Alexios cümlesini bitirmesiyle hızlıca iblisin kafasını çevirdi. Kemik çatırdama sesiyle, iblis milyonlarca kül yığınına dönüşüp diğerleri gibi havaya karıştı. Dört iblisi de öldürmenin verdiği hazla, Alexios kaslarını zafer edasıyla sıktı. Düşmanı olan ırkı yok etmek her zaman onu az da olsa neşelendirirdi ve bugünde farklı olan bir taraf yoktu. Tabii tatlı tarçın ve bal kokusuyla harmanlanmış kadını listeye eklemezse.

''Aman Tanrım!''

Alexios sesle irkilerek, üzerine yapışmış siyah külleri silkeledi ve arkasını yavaşça döndüğünde korkudan kocaman açılmış bir çift yeşil gözle karşılaştı. Bir elinde telefonla Alexios' a dehşet içinde bakıyordu. Omen Lucifer'dan gelen keskin duyuları sayesinde hattın diğer ucundan gelen erkek sesini duydu.

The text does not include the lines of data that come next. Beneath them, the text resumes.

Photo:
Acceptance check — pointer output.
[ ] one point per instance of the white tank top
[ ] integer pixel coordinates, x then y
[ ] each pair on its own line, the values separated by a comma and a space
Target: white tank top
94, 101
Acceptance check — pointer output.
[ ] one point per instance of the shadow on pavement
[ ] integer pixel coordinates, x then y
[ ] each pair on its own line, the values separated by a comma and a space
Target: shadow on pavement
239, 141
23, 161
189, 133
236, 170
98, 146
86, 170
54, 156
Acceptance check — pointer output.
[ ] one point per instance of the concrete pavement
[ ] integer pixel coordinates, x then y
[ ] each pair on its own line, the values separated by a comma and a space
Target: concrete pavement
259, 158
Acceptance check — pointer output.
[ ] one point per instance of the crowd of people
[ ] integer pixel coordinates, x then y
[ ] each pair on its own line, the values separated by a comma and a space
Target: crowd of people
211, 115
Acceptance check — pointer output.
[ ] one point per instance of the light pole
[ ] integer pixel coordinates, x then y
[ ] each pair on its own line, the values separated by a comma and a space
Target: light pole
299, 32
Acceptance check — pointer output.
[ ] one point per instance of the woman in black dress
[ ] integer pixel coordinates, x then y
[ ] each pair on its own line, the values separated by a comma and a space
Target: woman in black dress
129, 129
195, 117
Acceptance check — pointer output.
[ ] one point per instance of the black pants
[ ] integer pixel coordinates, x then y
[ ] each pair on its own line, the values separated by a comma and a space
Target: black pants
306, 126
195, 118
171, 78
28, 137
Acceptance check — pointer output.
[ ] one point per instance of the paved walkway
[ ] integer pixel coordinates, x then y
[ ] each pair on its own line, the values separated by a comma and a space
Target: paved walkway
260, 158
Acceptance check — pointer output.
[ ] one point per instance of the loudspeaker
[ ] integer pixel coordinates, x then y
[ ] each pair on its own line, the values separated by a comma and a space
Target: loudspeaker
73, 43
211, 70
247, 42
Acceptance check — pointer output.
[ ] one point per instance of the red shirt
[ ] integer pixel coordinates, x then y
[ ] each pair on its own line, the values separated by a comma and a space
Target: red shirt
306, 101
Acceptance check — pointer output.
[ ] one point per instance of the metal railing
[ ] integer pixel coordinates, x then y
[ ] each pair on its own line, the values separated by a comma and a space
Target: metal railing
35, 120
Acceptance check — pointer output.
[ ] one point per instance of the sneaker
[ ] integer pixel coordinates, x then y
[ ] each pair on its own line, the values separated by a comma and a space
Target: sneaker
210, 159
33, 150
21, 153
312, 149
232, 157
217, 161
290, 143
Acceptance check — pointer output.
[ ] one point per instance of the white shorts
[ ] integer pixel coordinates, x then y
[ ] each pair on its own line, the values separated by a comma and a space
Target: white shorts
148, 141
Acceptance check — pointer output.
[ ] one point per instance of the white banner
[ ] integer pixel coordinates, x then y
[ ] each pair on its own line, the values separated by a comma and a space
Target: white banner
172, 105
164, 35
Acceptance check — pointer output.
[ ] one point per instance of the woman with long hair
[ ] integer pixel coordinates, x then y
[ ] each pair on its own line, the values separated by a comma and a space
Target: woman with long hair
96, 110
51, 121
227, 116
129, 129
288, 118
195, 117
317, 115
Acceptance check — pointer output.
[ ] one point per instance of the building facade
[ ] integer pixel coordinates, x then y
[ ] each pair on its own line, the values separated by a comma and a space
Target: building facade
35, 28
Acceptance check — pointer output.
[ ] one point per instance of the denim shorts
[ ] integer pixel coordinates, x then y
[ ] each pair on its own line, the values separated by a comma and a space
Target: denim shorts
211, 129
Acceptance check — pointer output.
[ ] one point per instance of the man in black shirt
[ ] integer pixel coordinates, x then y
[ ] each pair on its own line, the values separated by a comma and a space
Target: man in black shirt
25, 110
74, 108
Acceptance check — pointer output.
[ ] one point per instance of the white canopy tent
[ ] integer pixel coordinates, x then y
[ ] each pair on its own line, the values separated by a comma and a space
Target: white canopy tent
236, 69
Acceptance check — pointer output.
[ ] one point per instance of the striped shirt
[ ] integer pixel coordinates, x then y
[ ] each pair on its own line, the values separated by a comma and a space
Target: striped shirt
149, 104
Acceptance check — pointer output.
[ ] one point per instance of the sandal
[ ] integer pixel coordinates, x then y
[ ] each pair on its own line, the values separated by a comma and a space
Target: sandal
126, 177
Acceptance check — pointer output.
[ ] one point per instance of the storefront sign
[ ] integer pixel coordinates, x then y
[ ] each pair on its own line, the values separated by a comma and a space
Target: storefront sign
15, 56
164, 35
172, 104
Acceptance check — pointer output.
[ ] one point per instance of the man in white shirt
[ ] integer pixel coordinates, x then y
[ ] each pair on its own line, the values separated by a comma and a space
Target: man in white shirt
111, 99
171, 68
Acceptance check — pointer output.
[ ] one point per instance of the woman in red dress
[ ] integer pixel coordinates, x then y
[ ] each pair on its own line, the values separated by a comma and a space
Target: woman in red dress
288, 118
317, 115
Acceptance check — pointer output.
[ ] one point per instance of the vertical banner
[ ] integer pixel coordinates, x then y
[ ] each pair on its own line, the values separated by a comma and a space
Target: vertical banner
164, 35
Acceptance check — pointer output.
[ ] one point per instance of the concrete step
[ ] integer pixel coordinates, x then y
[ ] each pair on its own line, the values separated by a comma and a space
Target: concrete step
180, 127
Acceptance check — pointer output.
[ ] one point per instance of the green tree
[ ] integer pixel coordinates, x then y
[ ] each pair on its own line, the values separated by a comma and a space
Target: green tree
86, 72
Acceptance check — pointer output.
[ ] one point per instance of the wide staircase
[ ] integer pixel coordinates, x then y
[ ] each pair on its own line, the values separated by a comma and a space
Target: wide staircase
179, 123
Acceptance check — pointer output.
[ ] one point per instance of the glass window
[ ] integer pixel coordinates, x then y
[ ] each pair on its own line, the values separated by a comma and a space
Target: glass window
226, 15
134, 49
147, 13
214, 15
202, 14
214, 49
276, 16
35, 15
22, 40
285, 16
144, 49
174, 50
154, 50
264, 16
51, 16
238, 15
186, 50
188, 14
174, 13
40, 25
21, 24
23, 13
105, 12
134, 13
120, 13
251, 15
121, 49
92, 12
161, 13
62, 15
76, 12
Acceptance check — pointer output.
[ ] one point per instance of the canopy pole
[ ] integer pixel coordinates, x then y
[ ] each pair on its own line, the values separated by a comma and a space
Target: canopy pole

''İhbarınızı tekrarlar mısınız lütfen. Alo?''

''B-Ben...''

Alexios insanüstü bir hızla aniden kızın yanına ulaşarak telefonu elinden aldı ve yanındaki duvara fırlattı. Telefon aldığı darbeyle tuğla duvarda tok bir sesle parçalanarak, içindeki materyaller yerdeki betona dökülüverdi. Kız tiz bir çığlık atarak önce kırılan telefonuna baktı, ardından gözlerini dehşetle ona çevirerek kanamakta olan kolunu korkuyla kavradı. 

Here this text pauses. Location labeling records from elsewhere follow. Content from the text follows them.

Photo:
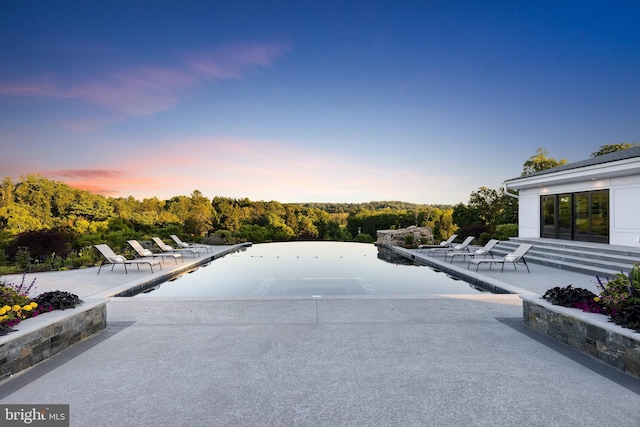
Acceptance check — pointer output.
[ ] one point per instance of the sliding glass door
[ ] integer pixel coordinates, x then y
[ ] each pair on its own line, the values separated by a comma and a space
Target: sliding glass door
576, 216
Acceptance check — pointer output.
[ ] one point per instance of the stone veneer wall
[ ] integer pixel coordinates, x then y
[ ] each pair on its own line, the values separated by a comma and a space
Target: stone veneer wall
43, 336
591, 333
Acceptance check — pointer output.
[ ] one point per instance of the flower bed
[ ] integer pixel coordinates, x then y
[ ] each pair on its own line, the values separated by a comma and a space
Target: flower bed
41, 336
601, 325
16, 305
591, 333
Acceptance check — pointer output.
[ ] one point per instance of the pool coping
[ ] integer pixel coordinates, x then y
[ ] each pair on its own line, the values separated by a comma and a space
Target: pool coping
39, 338
134, 287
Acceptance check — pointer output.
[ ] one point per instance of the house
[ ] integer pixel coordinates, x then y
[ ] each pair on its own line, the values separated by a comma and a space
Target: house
593, 200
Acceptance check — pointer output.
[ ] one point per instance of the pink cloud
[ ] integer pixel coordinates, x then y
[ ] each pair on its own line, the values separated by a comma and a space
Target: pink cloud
232, 61
146, 90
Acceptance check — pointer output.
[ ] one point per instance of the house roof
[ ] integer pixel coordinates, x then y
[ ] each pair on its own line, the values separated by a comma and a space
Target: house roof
616, 156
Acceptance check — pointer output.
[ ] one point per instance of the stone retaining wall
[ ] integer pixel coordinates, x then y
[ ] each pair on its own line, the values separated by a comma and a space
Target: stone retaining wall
591, 333
39, 338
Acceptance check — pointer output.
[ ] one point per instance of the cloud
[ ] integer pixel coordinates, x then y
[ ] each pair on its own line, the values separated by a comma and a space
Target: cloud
232, 61
88, 173
146, 90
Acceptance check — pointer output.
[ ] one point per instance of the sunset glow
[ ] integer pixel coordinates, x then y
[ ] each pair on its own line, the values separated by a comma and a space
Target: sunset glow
328, 102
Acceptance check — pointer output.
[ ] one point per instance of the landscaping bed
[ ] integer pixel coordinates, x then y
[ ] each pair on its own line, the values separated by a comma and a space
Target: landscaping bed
41, 337
591, 333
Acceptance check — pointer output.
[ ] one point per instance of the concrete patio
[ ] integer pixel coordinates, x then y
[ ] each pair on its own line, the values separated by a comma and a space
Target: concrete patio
444, 360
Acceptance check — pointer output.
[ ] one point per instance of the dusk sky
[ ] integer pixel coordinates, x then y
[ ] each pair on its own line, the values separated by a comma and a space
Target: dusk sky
311, 101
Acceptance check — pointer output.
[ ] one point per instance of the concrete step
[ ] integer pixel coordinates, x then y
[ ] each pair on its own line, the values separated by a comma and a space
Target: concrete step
602, 260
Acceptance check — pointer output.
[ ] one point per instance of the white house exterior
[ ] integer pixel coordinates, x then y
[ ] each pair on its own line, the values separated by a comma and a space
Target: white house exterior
596, 200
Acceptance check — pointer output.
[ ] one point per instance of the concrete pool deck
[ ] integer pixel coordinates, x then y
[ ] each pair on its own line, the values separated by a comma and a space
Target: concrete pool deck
352, 361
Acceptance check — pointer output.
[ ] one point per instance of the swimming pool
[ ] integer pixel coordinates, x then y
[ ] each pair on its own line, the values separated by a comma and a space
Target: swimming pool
313, 269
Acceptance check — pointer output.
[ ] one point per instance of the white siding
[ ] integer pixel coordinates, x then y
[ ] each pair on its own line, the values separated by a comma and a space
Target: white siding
624, 207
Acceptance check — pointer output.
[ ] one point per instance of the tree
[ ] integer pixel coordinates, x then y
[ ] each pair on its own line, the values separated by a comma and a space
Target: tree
540, 161
611, 148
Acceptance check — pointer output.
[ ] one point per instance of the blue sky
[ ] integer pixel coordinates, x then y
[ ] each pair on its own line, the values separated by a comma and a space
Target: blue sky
300, 101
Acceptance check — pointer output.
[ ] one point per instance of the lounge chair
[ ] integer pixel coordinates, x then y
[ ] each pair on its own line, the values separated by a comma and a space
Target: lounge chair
462, 247
166, 248
483, 251
143, 253
111, 258
444, 244
514, 258
185, 245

Koku Alexios'u çıldırtmak üzereydi, soluk, kremamsı teninde akan kanda kendini frenlemesi adına hiç yardımcı olmuyordu. Dişlerini kızın yumuşak etine saplamamak, tadına bakmamak için gözle görülür bir efor sarf ediyordu. 

Omen'ler kanla beslenirdi, normal fani yiyeceklerini yiyebilseler de geçim kaynakları kandı ve bu dişinin kokusu kanının lezizliğini vurguluyordu resmen. Kan arzusundan dolayı ne yapacağını bilemeyerek elini kızın yaralı koluna doğru götürdü. Alnında çaresizlik ve kontrolden dolayı çatlamak üzere olduğunu gösteren soğuk ter damlaları birikmeye başlamıştı.

''Kolun kanıyor.'' 

Sesi fazla boğuk ve hırıltılı çıkmıştı. Leziz koku yüzünden doğru düzgün düşünemiyordu bile! Tek istediği o lanet olası kanı tatmak, boğazından aşağı akıtmaktı ve bunun için çıldıracaktı artık.

''Dokunma bana katil!''

Küçük fani kolunu hışımla kendine doğru çekerek, en akıllıca hareketmiş gibi minyon vücudunu duvara yapıştırdı. Oysaki kendini sıkıştırmaktan öteye gitmemişti, onu kolayca kafes altına alabilirdi. Alexios düşüncelerini destekleri nitelikte, kızın ondan uzak durma çabalarını göz ardı ederek ufak adımlarla yaklaştı. Muhtemelen korkunç gözüküyordu bunu inkar edemezdi. İblislerin siyah kanı, omzunda açılan bir ısırık izi ve sol gözünden çenesinin ucuna kadar inen yara iziyle tamamen tehlike sinyalleri yayıyor olmalıydı. 

''Ses çıkarma.'' dedi hırıltıyla. Kaba sesi istekten ziyade bir emir gibi çıkmıştı. Sesi kendisini de ürkütmüş olacaktı ki kızın yanaklarından aşağı sıcak gözyaşları akmaya başladı. Alexios içinde yıllardır duymadığı bir cızırtı hissetti.

Tuhaf, vicdan gibi hissettirmeyen daha farklı, yumuşak bir duyguydu.

''Lütfen canımı yakma.'' Dişinin sesi sihirli bir melodiydi! Tanrı'nın yarattığı meleklerin büyüleyici tınısına ve yumuşaklığına sahipti. Alexios bu muhteşem sesi saatlerce, bıkmadan, usanmadan dinleyebilirdi. Yaşamı, türlü varlıkların arasında geçirmişti ama böylesine melodik bir sese asla şahit olmamıştı. Kadifeden yumuşak, sudan berraktı.